Soll auch künftig die Selbstanzeige einen Anreiz zur Rückkehr in die Steuerehrlichkeit bieten, dürfen die Anforderungen an den Steuerpflichtigen nicht überspannt werden. 3) Vorverlegung der Sperrwirkung für Selbstanzeigen Der DStV steht dem weiteren Vorschlag der Bundesregierung in der vorbezeichneten BT- Drucksache grundsätzlich aufgeschlossen gegenüber. In der Tat verlangt der Charakter der Strafbefreiung des 371 AO als Ausnahmevorschrift eine restriktive Anwendung, so ausdrücklich BGH v. 20.5.2010. In diesem Sinne ist das Abstellen auf das Zustellen einer Prüfungsanordnung bei Steuerpflichtigen als Zeitpunkt des Eingreifens des 371 Abs. 1 Nr. 1 a) AO überlegenswert. Im Übrigen erlauben wir uns auch hier den Hinweis, dass der BGH in dem genannten Beschluss vom 20.5. d. J. die Sperrgründe des 371 Abs. 2 AO gegenüber seiner bisherigen Auslegung deutlich enger interpretiert. Der DStV regt daher an, diese neuere Rechtsprechung bei einer möglichen Überarbeitung des 371 Abs. 2 AO zu berücksichtigen. 4) Vorteilsabschöpfung Weiterhin sieht der vorgenannte Antrag der Regierungskoalition vor, dass der Steuerhinterzieher gegenüber den bloß säumigen Steuerpflichtigen nicht bevorteilt sein solle. Hiermit wird eine Anhebung der Hinterziehungszinsen des 235 AO gefordert. Nach der bisherigen Regelung werden die von dem Steuerpflichtigen hinterzogenen Steuern mit 0,5 % pro Monat verzinst; vgl. 235, 238 AO. Der säumige Steuerpflichtige muss hingegen Säumniszuschläge in Höhe von 1 % pro Monat entrichten; 240 AO. Säumniszuschläge fallen aber immer erst dann an, wenn ein entsprechender Steuerbescheid ergangen ist und der Steuerpflichtige die darin ausgewiesene Steuerschuld nicht zahlt.

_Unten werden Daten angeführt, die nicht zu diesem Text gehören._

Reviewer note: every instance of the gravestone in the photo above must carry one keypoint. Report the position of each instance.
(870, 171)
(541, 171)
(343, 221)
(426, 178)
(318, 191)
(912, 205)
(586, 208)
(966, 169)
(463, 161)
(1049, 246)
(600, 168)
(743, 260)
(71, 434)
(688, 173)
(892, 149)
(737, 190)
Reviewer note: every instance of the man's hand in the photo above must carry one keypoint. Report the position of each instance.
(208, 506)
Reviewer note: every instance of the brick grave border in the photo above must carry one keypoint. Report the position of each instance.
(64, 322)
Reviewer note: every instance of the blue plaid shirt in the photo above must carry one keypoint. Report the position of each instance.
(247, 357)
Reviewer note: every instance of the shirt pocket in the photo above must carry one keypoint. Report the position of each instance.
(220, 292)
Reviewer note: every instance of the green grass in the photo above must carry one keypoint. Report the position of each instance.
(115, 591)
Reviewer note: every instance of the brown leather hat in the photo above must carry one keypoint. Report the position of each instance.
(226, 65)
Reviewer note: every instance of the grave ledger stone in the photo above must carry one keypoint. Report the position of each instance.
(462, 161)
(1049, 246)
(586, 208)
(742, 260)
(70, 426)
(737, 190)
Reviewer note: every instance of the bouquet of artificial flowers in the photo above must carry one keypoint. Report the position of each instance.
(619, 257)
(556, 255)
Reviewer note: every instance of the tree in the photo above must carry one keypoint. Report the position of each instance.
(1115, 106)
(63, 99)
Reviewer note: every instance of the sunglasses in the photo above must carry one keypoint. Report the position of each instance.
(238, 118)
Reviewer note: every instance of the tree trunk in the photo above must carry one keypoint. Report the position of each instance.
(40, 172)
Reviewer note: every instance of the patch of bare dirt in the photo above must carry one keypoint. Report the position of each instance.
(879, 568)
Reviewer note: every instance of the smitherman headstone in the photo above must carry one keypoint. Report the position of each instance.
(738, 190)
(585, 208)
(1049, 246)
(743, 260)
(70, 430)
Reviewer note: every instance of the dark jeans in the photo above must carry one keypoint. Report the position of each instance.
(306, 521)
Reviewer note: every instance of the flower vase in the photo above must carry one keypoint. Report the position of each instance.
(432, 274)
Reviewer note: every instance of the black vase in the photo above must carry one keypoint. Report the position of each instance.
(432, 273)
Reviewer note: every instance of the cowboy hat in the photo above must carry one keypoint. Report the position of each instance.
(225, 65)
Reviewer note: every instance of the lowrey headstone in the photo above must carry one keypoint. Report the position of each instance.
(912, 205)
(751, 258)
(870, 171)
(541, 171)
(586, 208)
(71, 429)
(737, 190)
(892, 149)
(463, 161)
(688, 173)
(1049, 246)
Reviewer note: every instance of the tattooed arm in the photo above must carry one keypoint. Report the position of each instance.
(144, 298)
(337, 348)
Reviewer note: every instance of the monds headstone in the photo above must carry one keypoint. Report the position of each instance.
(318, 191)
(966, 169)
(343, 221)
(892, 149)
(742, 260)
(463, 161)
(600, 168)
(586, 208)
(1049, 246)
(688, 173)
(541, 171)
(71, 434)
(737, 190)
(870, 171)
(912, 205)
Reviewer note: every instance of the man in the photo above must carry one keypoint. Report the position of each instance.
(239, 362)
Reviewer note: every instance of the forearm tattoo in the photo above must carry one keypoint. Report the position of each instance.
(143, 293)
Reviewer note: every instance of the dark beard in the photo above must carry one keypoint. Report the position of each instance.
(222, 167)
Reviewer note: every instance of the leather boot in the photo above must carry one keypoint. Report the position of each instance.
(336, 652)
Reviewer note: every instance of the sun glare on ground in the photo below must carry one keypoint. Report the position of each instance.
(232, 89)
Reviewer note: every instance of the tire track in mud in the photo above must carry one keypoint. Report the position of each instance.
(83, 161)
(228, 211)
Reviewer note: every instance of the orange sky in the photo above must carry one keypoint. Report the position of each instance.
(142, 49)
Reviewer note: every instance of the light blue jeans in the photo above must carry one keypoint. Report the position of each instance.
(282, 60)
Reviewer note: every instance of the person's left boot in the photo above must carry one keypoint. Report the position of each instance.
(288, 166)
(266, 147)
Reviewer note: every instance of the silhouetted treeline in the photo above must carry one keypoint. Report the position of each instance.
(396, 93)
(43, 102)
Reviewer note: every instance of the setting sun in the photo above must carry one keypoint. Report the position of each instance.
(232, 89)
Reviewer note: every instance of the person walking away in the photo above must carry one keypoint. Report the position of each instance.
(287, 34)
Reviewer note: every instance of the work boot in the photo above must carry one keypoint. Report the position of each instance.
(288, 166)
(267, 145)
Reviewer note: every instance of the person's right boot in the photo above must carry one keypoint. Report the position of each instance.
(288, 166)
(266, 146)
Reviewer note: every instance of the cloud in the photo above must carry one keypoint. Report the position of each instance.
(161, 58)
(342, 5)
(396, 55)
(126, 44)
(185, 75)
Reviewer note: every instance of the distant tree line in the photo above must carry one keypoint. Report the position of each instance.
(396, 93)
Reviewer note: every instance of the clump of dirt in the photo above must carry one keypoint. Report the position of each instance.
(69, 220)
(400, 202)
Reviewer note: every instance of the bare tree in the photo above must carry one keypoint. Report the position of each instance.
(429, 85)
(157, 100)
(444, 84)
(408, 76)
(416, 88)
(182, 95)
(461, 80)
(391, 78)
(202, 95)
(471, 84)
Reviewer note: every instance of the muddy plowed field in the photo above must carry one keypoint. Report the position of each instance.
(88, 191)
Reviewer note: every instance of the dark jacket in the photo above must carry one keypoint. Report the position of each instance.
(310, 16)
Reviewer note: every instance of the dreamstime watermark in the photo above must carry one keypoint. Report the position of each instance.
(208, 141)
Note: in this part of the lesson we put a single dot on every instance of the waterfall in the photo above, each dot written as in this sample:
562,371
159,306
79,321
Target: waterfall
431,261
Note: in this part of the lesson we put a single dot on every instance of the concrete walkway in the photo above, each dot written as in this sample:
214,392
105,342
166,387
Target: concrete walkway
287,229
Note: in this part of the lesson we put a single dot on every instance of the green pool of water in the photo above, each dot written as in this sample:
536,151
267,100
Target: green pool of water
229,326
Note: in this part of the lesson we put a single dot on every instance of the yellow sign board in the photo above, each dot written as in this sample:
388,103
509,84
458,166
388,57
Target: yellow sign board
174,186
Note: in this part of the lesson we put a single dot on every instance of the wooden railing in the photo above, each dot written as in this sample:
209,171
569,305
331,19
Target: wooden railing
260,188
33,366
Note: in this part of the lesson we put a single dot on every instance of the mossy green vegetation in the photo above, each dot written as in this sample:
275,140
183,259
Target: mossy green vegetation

Der Vorwurf der Steuerhinterziehung besteht jedoch demgegenüber in dem Nichterklären der Einnahmen. Dies führt dazu, dass entsprechende (Hinterziehungs-) Zinsen anfallen. Eine zusätzliche Belastung soll nach dem System der Abgabenordnung nur dann eintreten, wenn Steuern festgesetzt worden sind, dann jedoch nicht bezahlt werden. Sinn und Zweck des Säumniszuschlages ist es, den Steuerpflichtigen zur pünktlichen Zahlung anzuhalten. Die Belastung des Steuerhinterziehers bereits von vornherein mit 12 Prozent Zinsen p. a. würde demnach einen Systembruch innerhalb der Abgabenordnung darstellen. Es besteht aus Sicht des DStV auch kein Bedürfnis dafür, höhere Zinsen anzusetzen, weil bereits durch die

Hinterziehungszinsen der Nachteil durch die verspätete Festsetzung abgegolten wird. Ferner würde eine derartige Regelung die Anreizfunktion der Straffreiheit deutlich reduzieren. Der Vorschlag ist daher abzulehnen. B. Steuerhinterziehung wirksam bekämpfen Der DStV unterstützt seit jeher Maßnahmen, die die Steuerhinterziehung wirksam bekämpfen. Wir bekräftigen die Ansicht, dass Steuerhinterziehung als ein die Allgemeinheit schädigendes Delikt wirksam bekämpft und geahndet werden muss. Die ergriffenen Maßnahmen müssen jedoch rechtsstaatlichen Anforderungen genügen und insbesondere auch mit europarechtlichen Vorgaben im Einklang stehen. Aufgrund der Tatsache, dass Steuerhinterziehungsdelikte häufig grenzüberschreitender Natur sind, versprechen nationale Alleingänge keinen nachhaltigen Erfolg. Auf der anderen Seite schaden sie vielmehr dem Wirtschaftsstandort Deutschland und gefährden Arbeitsplätze im Inland. Um hier nachhaltige Erfolge zu erzielen, sind international abgestimmte Vorgehensweisen notwendig. Die insbesondere in letzter Zeit geschlossen bilateralen Übereinkommen über einen Informationsaustausch in Steuersachen sind der richtige Weg. In diesem Zusammenhang ist auf das BMF-Schreiben vom 5.1.2010 hinzuweisen, nach dem kein Gebiet oder Staat als unkooperativ im Sinne der Steuerhinterziehungsbekämpfungsverordnung qualifiziert ist. Ein weiterer wirksamer Beitrag für eine Bekämpfung der Steuerhinterziehung wäre die Einführung zeitnaher Betriebsprüfungen. Die Finanzverwaltung würde hiermit in die Lage versetzt, kurzfristig Missstände aufzudecken und die steuerlichen Konsequenzen zu ziehen. Gleichzeitig hätte eine zeitnahe Betriebsprüfung für Steuerpflichtige den Vorteil, in angemessener Frist durch eine abschließende Überprüfung Rechtssicherheit zu erlangen.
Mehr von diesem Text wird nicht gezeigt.